We drove to the church in my favourite car, a 1968 red Mustang, bickering with my parents about the quickest route through Auckland traffic, and arrived just in time. One of our flower girls went to the wrong venue, so we started the ceremony with two out of three. I was shaking from nerves, and as someone prone to fainting, I felt it coming on strong. Luckily, I managed to keep it together, and the moment the ceremony ended and we all gathered outside, I could finally relax.
Michael and I drove to the reception together, listening to one of our favourite bands, enjoying the sun, and making the 40 minute drive just the two of us. It felt normal, like every other time we’re in the car together. When we got to the venue, we had a bit of downtime before the reception started at 5 pm. I got to enjoy a glass of bubbles, take in the venue, and laugh with our guests. People loved the couples’ games we had, even down to the personalised pencils.
Our food was perfect, captured by a quote from Schitt’s Creek: “Well, you don't want people coming to your wedding and only talking about the food,” to which David replies, “That is literally the only thing I want them talking about.” We played the shoe game, had our first dance, followed by my dad and me, Michael and his mum, and even a surprise dance with his Granna to a song dedicated to his late Grumps.
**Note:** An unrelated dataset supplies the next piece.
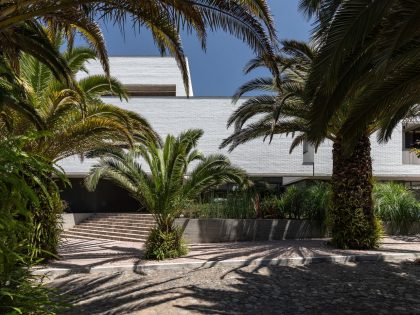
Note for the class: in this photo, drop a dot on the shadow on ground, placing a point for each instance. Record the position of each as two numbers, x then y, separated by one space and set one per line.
357 288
Friends and family immediately hit the dance floor, keeping the vibe going.
By 11 pm, Michael and I were exhausted and ready to leave. We stayed at the Airbnb I had stayed at the night before, and the next morning went out for breakfast together. Sometimes I still think, “Wow, I’m married,” because nothing has really changed in our everyday lives, but that realisation always makes me smile.
Finally, what is your biggest piece of advice for brides to be?
I'm going to sound like a broken record here, but don't sweat the small stuff! I'm extremely meticulous and had every single moment of our big day planned down to the minute. What I found out pretty quickly is that the “perfect day” doesn't really exist. You might be stressed and anxious in the morning, maybe even snapping at your friends or family, but what's going to happen will happen.
For me, I was late, only ten minutes, but it felt huge. The aisle wasn't wide enough for my mum and dad to walk with me. I stumbled on the way in, I was shaking so much I almost dropped the rings, and the AUX cord didn't work, so there was complete silence while we signed the register.
At the end of the day, those memories of what went wrong start to fade. Try to spend as much time as possible with your new spouse, because it's your day. Don't get caught up chasing the perfect day, and don't worry about catering to your guests. They are there to celebrate you.